What worries me about this is that such a Spanned type would effectively become a pervasive part of a user's compiler since it would be present in the AST too. Perhaps this isn't a problem in itself, but chumsky tries very hard to be domain-specific, not being opinionated about other aspects of a compiler.

TheOnlyTails commented 4 months ago

IMO that's a good thing, it encourages and makes it easier to do good error reporting, since you can access the span right then and there. Besides, it's opt-in only for those who use the method.

mlgiraud commented 4 months ago

Is there any case where Spanned is something else than a token or element, and a span? In the current version of chumsky i also don't see an easy way to create a custom spanned type in a tokenizer that is then consumed by a parser, since the Input trait is sealed, and the SpannedInput type requires tuples as tokens. So either it would make sense to have a Spanned type that is provided by the library, or to have a trait that needs to be implemented by a "Spanned" type such that chumsky can handle it, right? Imho i believe both would make sens, i.e. providing a trait and a default "Spanned" type that implements this trait.
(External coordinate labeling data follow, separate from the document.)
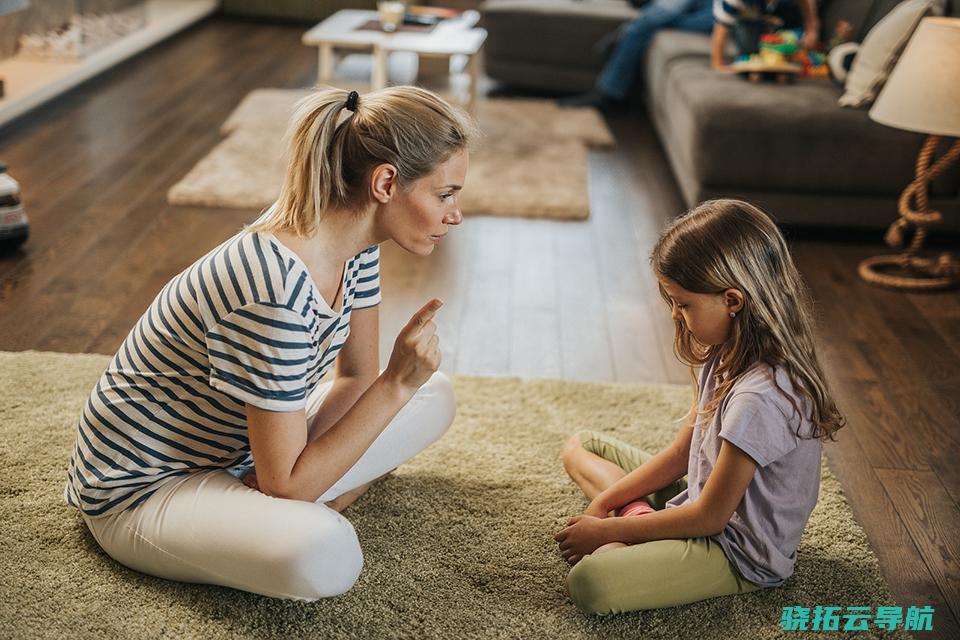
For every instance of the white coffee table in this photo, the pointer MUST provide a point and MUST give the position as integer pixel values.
(454, 36)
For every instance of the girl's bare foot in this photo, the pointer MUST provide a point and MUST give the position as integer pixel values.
(341, 502)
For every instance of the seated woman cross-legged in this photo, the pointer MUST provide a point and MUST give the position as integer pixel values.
(223, 370)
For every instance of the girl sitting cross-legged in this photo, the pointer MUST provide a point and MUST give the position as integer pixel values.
(749, 447)
(224, 368)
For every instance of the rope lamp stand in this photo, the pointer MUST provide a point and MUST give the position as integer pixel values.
(909, 270)
(922, 95)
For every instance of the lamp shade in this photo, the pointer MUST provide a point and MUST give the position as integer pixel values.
(923, 92)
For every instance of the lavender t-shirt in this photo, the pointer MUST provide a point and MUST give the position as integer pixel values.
(762, 536)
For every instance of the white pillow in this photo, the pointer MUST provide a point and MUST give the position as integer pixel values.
(881, 48)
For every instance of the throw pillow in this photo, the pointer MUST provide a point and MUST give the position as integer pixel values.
(881, 48)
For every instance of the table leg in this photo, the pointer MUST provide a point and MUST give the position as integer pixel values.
(378, 79)
(473, 66)
(325, 64)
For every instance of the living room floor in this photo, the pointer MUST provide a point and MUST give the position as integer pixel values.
(526, 298)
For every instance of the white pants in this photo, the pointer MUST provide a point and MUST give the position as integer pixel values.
(208, 527)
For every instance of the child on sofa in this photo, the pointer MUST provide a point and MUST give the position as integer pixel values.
(750, 445)
(746, 20)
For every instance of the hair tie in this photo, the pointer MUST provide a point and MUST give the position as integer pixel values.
(352, 101)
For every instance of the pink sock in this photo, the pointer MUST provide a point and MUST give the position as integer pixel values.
(635, 508)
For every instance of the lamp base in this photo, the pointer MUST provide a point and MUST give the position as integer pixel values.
(911, 273)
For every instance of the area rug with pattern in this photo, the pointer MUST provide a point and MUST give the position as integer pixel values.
(457, 542)
(530, 161)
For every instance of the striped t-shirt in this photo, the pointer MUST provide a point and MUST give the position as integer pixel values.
(243, 324)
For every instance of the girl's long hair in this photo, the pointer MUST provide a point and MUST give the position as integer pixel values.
(332, 150)
(730, 244)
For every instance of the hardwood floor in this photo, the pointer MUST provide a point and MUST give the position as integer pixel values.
(527, 298)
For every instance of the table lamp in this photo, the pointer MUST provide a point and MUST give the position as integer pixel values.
(922, 95)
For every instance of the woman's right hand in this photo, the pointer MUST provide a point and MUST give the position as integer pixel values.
(416, 352)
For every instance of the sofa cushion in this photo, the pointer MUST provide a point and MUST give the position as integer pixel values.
(731, 132)
(558, 33)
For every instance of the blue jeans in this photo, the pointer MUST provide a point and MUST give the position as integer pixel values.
(618, 73)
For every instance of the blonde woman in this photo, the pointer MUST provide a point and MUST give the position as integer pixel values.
(749, 447)
(224, 368)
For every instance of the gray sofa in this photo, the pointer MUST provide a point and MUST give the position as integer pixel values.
(791, 148)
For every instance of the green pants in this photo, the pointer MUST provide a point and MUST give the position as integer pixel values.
(662, 573)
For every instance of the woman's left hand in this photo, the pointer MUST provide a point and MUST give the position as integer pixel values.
(250, 479)
(582, 537)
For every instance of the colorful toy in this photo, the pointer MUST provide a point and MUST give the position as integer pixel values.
(781, 58)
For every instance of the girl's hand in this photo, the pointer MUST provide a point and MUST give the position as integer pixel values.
(597, 509)
(416, 352)
(582, 536)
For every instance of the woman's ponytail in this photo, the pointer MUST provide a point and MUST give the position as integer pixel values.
(337, 137)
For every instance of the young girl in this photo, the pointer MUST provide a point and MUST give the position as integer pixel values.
(749, 446)
(225, 365)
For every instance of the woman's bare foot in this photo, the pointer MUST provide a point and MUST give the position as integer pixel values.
(610, 546)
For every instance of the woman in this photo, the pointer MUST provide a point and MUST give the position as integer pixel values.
(226, 364)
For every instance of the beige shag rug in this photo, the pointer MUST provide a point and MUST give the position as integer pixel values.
(530, 162)
(457, 542)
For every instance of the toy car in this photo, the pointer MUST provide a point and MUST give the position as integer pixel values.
(14, 227)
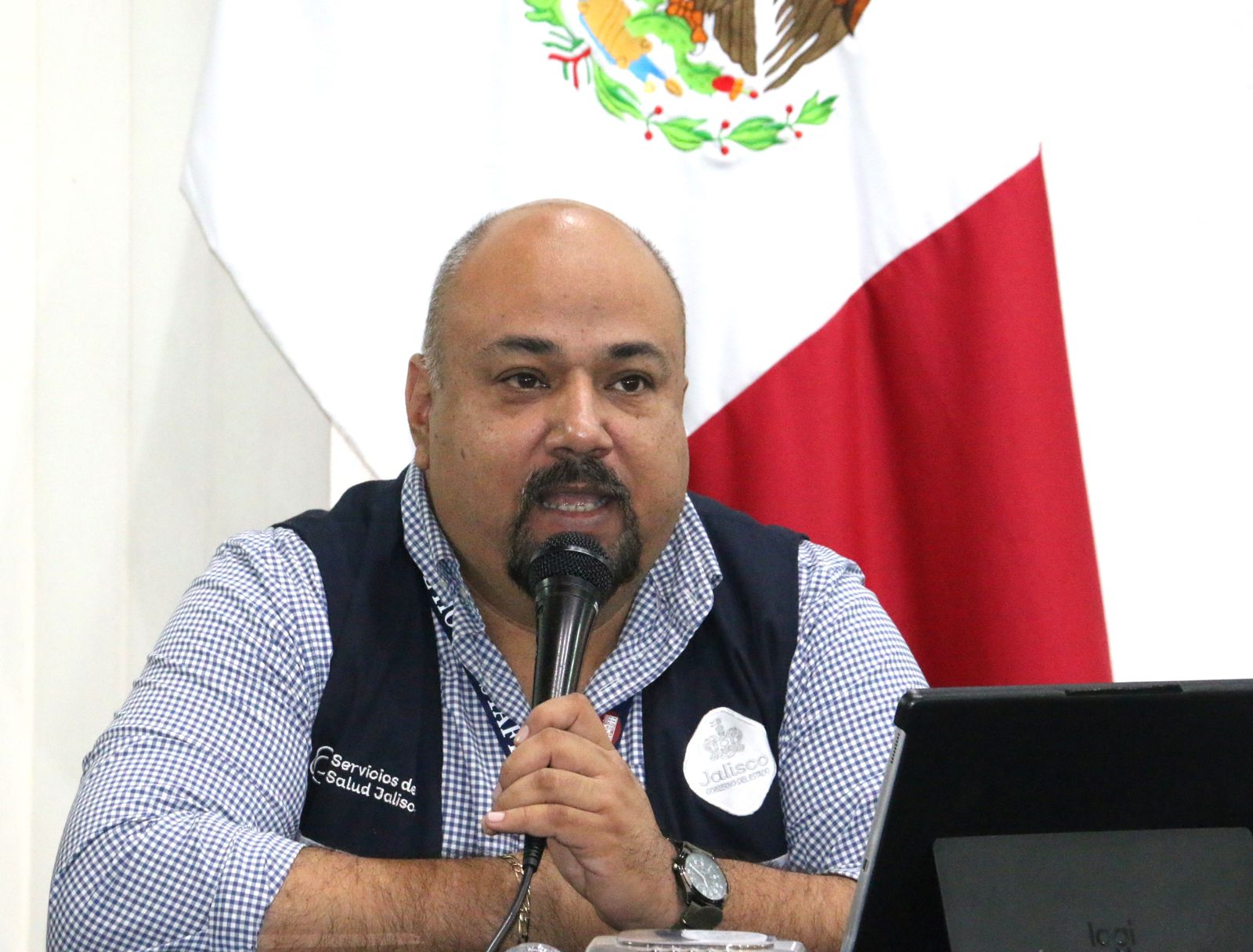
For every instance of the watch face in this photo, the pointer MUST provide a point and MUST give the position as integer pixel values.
(706, 876)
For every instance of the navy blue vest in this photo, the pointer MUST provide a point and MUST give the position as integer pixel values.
(381, 701)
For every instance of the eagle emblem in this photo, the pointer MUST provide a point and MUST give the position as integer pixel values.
(724, 745)
(686, 69)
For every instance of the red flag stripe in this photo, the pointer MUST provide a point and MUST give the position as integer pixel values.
(927, 431)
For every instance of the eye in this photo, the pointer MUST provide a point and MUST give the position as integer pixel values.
(524, 380)
(633, 384)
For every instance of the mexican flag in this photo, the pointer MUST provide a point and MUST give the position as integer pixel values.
(851, 194)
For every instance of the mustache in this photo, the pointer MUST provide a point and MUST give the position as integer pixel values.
(589, 474)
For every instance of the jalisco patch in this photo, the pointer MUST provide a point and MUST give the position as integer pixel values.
(730, 762)
(688, 69)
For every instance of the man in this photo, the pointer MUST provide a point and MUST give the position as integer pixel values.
(357, 678)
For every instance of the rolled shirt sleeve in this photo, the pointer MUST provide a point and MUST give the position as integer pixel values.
(186, 820)
(850, 669)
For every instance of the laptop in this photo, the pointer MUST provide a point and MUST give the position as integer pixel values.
(1064, 818)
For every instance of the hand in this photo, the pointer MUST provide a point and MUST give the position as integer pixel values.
(567, 782)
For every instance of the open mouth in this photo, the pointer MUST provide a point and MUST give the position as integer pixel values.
(574, 500)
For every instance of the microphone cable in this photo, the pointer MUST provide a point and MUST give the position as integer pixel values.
(569, 579)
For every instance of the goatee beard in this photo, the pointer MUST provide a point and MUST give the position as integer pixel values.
(592, 476)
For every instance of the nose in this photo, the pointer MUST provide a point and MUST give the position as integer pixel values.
(578, 423)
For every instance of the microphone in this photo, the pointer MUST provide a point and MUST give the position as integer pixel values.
(569, 578)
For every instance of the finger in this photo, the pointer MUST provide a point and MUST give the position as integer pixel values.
(553, 786)
(572, 827)
(559, 749)
(573, 713)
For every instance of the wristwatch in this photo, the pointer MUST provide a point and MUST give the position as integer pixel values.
(702, 887)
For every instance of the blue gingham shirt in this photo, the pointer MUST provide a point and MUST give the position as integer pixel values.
(187, 818)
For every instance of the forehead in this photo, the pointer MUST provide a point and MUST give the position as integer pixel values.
(559, 272)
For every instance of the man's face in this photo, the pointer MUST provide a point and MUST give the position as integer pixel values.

zesterer commented 1 month ago

or to have a trait that needs to be implemented by a "Spanned" type such that chumsky can handle it, right? Imho i believe both would make sens, i.e. providing a trait and a default "Spanned" type that implements this trait.

The problem with a trait is that you then end up needing to specify the implementor you want, adding more type annotations (and potentially confusing type errors)

One option might be to tie it to the Span trait itself. For example:

pub trait Span {
    type Spanned<T>;

    fn make_spanned<T>(self, item: T) -> Self::Spanned<T>;
}

...

pub struct Spanned<T, S = SimpleSpan>(T, S);

impl Span for SimpleSpan {
    type Spanned<T> = Spanned<T>;

    fn make_spanned<T>(self, item: T) -> Self::Spanned<T> { Spanned(item, self) }
}

Then a .spanned() combinator could be introduced that adds performs this spanning operation automatically.

How do you both feel about this?

TheOnlyTails commented 1 month ago

I really like this!

MeGaGiGaGon commented 2 weeks ago

I third this, trying to migrate from pom where Parser could be easily extended to add a spanned combinator, not having it sucks majorly.